The Data Science, Big Data, Data Analytics, Artificial Intelligence and Machine Learning Hype

Not only in Gartner’s Hype Cycle for Emerging Technologies but nearly in every Blog and Newsletter, the topics Data Science, Data Analytics, Big Data, Artificial Intelligence (AI) and Advanced Machine Learning (ML) is number one since some month. The hype about this technologies is on it’s top. Smart Factory (Industry 4.0) also contributes to the fact, because on of the four pillars of Smart Factory (Industry 4.0) is Data Analytics and Big Data.

 

But how all these relates to each other?

The base for all the listed topics is data, which is first created and saved from various sources (sensors at machines, user behavior on websites, applications and computers and many more), then archived and finally analyzed to answer specific questions, to find patterns or to show special constellations.

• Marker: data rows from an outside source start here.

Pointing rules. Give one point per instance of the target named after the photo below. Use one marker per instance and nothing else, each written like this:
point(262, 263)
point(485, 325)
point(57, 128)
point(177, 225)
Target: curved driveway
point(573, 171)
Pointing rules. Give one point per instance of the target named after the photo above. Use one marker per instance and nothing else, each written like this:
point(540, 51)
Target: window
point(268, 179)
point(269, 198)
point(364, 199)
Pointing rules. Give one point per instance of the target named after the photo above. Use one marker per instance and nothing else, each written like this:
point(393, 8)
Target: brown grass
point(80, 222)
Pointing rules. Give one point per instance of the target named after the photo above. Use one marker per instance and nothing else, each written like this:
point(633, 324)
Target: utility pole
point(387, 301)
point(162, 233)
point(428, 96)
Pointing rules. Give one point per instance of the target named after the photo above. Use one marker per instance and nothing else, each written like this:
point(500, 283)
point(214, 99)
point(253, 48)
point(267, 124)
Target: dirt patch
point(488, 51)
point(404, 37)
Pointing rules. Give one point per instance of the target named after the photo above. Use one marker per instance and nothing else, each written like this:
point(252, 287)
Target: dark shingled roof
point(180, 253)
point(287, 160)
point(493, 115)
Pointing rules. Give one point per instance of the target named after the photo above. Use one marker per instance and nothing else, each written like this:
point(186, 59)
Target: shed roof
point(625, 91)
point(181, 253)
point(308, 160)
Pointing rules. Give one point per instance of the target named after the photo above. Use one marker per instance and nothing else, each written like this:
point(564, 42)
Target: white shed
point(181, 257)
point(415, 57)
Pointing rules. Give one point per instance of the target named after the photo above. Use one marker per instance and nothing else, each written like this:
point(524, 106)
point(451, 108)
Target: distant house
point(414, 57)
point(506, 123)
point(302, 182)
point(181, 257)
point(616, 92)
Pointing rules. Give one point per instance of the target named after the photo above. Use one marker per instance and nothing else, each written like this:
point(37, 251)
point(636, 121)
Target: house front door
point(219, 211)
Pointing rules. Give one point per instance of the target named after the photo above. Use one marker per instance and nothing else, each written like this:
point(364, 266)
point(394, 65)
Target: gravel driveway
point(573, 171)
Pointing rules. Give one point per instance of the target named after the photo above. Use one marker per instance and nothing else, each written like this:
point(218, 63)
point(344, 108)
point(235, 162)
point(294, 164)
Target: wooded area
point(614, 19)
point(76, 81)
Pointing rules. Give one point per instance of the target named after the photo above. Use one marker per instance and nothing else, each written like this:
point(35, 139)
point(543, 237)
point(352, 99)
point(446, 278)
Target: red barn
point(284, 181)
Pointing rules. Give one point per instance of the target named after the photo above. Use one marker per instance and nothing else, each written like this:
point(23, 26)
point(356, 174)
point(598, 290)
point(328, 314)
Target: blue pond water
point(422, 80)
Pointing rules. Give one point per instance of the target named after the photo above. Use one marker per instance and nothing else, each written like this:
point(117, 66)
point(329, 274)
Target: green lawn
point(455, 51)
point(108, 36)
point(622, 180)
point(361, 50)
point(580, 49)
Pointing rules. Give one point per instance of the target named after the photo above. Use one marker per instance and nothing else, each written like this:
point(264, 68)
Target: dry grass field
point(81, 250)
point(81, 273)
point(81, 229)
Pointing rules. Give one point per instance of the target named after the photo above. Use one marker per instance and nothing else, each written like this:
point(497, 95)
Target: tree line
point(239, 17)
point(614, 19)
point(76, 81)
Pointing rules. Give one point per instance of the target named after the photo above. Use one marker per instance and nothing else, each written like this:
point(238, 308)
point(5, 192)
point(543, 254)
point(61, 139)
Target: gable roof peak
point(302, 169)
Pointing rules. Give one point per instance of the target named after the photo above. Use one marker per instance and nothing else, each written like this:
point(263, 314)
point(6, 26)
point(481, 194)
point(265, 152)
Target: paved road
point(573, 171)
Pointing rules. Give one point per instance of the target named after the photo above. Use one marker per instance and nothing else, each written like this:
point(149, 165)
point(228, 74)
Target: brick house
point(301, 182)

The data is the golden asset for a company in the future and it’s very important to save and archive the data now. It’s absolutely worthless to tell everybody that we could have all data i.e. for transactions, customer behavior, machine processes and application logs, but we don’t activate or install the necessary sensors and don’t store and archive this data. Only when much as possible data from start to end of a process will be saved, including also the data of the final result, then a person called a Data Scientist can use this data and try to answer questions which cannot answered otherwise. This leads EMC to the prediction, that “the amount of stored data is growing faster than ever before and experts states that by the year 2020, about 1.7 megabytes of new information will be created every second for every human being on the planet” [1].

But what is the difference between Data Science, Big Data, Data Analytics, Artificial Intelligence and Machine Learning?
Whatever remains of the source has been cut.